ART世界探险(19) - 优化编译器的编译流程

最新推荐文章于 2023-02-03 22:51:23 发布

Jtag特工

最新推荐文章于 2023-02-03 22:51:23 发布

阅读量2.1k

点赞数

分类专栏： Android ART 文章标签： Android ART 编译器优化

本文链接：https://blog.csdn.net/lusing/article/details/52605788

版权

Android 同时被 2 个专栏收录

29 篇文章 2 订阅

订阅专栏

ART

16 篇文章 4 订阅

订阅专栏

ART世界探险(19) - 优化编译器的编译流程

前面，我们对于快速编译器的知识有了一点了解，对于CompilerDriver,MIRGraph等都有了初步的印象。
下面，我们回头看一下优化编译器的编译过程。有了前面的基础，后面的学习过程会更顺利一些。

下面我们先看个地图，看看我们将遇到哪些新的对象：

优化编译器

OptimizingCompiler::Compile

我们先来看看优化编译的入口点，Compile函数：

CompiledMethod* OptimizingCompiler::Compile(const DexFile::CodeItem* code_item,
                                            uint32_t access_flags,
                                            InvokeType invoke_type,
                                            uint16_t class_def_idx,
                                            uint32_t method_idx,
                                            jobject jclass_loader,
                                            const DexFile& dex_file) const {
  CompilerDriver* compiler_driver = GetCompilerDriver();
  CompiledMethod* method = nullptr;
  if (compiler_driver->IsMethodVerifiedWithoutFailures(method_idx, class_def_idx, dex_file) &&
      !compiler_driver->GetVerifiedMethod(&dex_file, method_idx)->HasRuntimeThrow()) {

校验成功的话，下面就调用TryCompile方法来完成编译。

     method = TryCompile(code_item, access_flags, invoke_type, class_def_idx,
                         method_idx, jclass_loader, dex_file);
  } else {
    if (compiler_driver->GetCompilerOptions().VerifyAtRuntime()) {
      MaybeRecordStat(MethodCompilationStat::kNotCompiledVerifyAtRuntime);
    } else {
      MaybeRecordStat(MethodCompilationStat::kNotCompiledClassNotVerified);
    }
  }

如果编译成功了，则直接返回。如果不成功，则再调用其他方式编译。

  if (method != nullptr) {
    return method;
  }
  method = delegate_->Compile(code_item, access_flags, invoke_type, class_def_idx, method_idx,
                              jclass_loader, dex_file);

  if (method != nullptr) {
    MaybeRecordStat(MethodCompilationStat::kCompiledQuick);
  }
  return method;
}

OptimizingCompiler::TryCompile

CompiledMethod* OptimizingCompiler::TryCompile(const DexFile::CodeItem* code_item,
                                               uint32_t access_flags,
                                               InvokeType invoke_type,
                                               uint16_t class_def_idx,
                                               uint32_t method_idx,
                                               jobject class_loader,
                                               const DexFile& dex_file) const {
  UNUSED(invoke_type);
  std::string method_name = PrettyMethod(method_idx, dex_file);
  MaybeRecordStat(MethodCompilationStat::kAttemptCompilation);
  CompilerDriver* compiler_driver = GetCompilerDriver();

对于ARM32位的架构，我们默认使用Thumb2指令集。
关于ARM指令集，我们之前在《ART世界探险(3) - ARM 64位CPU的架构快餐教程》中有过介绍。

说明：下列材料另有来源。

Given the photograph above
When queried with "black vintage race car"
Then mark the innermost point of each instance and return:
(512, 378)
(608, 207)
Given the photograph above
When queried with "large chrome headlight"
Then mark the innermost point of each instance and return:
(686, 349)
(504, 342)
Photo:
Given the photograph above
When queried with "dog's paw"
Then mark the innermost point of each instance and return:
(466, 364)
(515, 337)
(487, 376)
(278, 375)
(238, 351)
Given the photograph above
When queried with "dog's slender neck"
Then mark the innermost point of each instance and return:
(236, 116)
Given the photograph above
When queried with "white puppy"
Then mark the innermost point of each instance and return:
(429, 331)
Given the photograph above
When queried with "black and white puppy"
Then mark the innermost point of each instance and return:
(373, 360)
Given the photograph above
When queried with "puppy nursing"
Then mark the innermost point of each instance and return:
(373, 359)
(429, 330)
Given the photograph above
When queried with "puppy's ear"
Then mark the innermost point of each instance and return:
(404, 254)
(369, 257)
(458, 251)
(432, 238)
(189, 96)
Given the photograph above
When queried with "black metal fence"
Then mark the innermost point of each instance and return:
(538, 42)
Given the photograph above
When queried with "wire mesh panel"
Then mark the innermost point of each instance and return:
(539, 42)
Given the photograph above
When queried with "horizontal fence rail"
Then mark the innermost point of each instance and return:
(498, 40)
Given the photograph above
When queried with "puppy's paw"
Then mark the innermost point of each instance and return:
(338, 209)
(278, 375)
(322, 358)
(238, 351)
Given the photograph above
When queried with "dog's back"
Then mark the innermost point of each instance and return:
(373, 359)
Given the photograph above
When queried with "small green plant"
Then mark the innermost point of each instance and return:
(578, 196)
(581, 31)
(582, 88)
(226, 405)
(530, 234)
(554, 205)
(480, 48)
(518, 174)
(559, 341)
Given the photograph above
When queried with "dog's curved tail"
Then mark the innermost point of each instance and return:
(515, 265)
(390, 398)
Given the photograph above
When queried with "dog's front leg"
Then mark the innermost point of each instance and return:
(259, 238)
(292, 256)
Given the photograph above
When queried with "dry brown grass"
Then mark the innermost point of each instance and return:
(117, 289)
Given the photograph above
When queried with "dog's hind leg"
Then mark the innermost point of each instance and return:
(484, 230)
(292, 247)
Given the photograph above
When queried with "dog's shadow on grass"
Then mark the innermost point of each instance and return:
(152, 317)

  InstructionSet instruction_set = compiler_driver->GetInstructionSet();
  // Always use the thumb2 assembler: some runtime functionality (like implicit stack
  // overflow checks) assume thumb2.
  if (instruction_set == kArm) {
    instruction_set = kThumb2;
  }

如果无法优化，或者要求不优化，返直接返回

  // `run_optimizations_` is set explicitly (either through a compiler filter
  // or the debuggable flag). If it is set, we can run baseline. Otherwise, we
  // fall back to Quick.
  bool should_use_baseline = !run_optimizations_;
  bool can_optimize = CanOptimize(*code_item);
  if (!can_optimize && !should_use_baseline) {
    // We know we will not compile this method. Bail out before doing any work.
    return nullptr;
  }

指令集都不支持，那也就不用编了

  // Do not attempt to compile on architectures we do not support.
  if (!IsInstructionSetSupported(instruction_set)) {
    MaybeRecordStat(MethodCompilationStat::kNotCompiledUnsupportedIsa);
    return nullptr;
  }

如果不值得编的话，就不编了。
怎么算值不值得编呢？指令太多了的，或者是虚拟寄存器使用比较多的，就不编了，我们来看IsPathologicalCase的代码：

bool Compiler::IsPathologicalCase(const DexFile::CodeItem& code_item,
                                  uint32_t method_idx,
                                  const DexFile& dex_file) {
  /*
   * Skip compilation for pathologically large methods - either by instruction count or num vregs.
   * Dalvik uses 16-bit uints for instruction and register counts.  We'll limit to a quarter
   * of that, which also guarantees we cannot overflow our 16-bit internal Quick SSA name space.
   */
  if (code_item.insns_size_in_code_units_ >= UINT16_MAX / 4) {
    LOG(INFO) << "Method exceeds compiler instruction limit: "
              << code_item.insns_size_in_code_units_
              << " in " << PrettyMethod(method_idx, dex_file);
    return true;
  }
  if (code_item.registers_size_ >= UINT16_MAX / 4) {
    LOG(INFO) << "Method exceeds compiler virtual register limit: "
              << code_item.registers_size_ << " in " << PrettyMethod(method_idx, dex_file);
    return true;
  }
  return false;
}

UINT16_MAX是两个字节的最大整数，为65535，除以4大约是16384。

  if (Compiler::IsPathologicalCase(*code_item, method_idx, dex_file)) {
    MaybeRecordStat(MethodCompilationStat::kNotCompiledPathological);
    return nullptr;
  }

下面处理空间选项，大于128单元的代码项不编译，以节省空间。

  // Implementation of the space filter: do not compile a code item whose size in
  // code units is bigger than 128.
  static constexpr size_t kSpaceFilterOptimizingThreshold = 128;
  const CompilerOptions& compiler_options = compiler_driver->GetCompilerOptions();
  if ((compiler_options.GetCompilerFilter() == CompilerOptions::kSpace)
      && (code_item->insns_size_in_code_units_ > kSpaceFilterOptimizingThreshold)) {
    MaybeRecordStat(MethodCompilationStat::kNotCompiledSpaceFilter);
    return nullptr;
  }

下面我们的老朋友DexComplicationUnit又出来了。
DCU

  DexCompilationUnit dex_compilation_unit(
    nullptr, class_loader, art::Runtime::Current()->GetClassLinker(), dex_file, code_item,
    class_def_idx, method_idx, access_flags,
    compiler_driver->GetVerifiedMethod(&dex_file, method_idx));

然后我们构造一个HGraph对象，作用相当于quick Compiler中的MIRGraph.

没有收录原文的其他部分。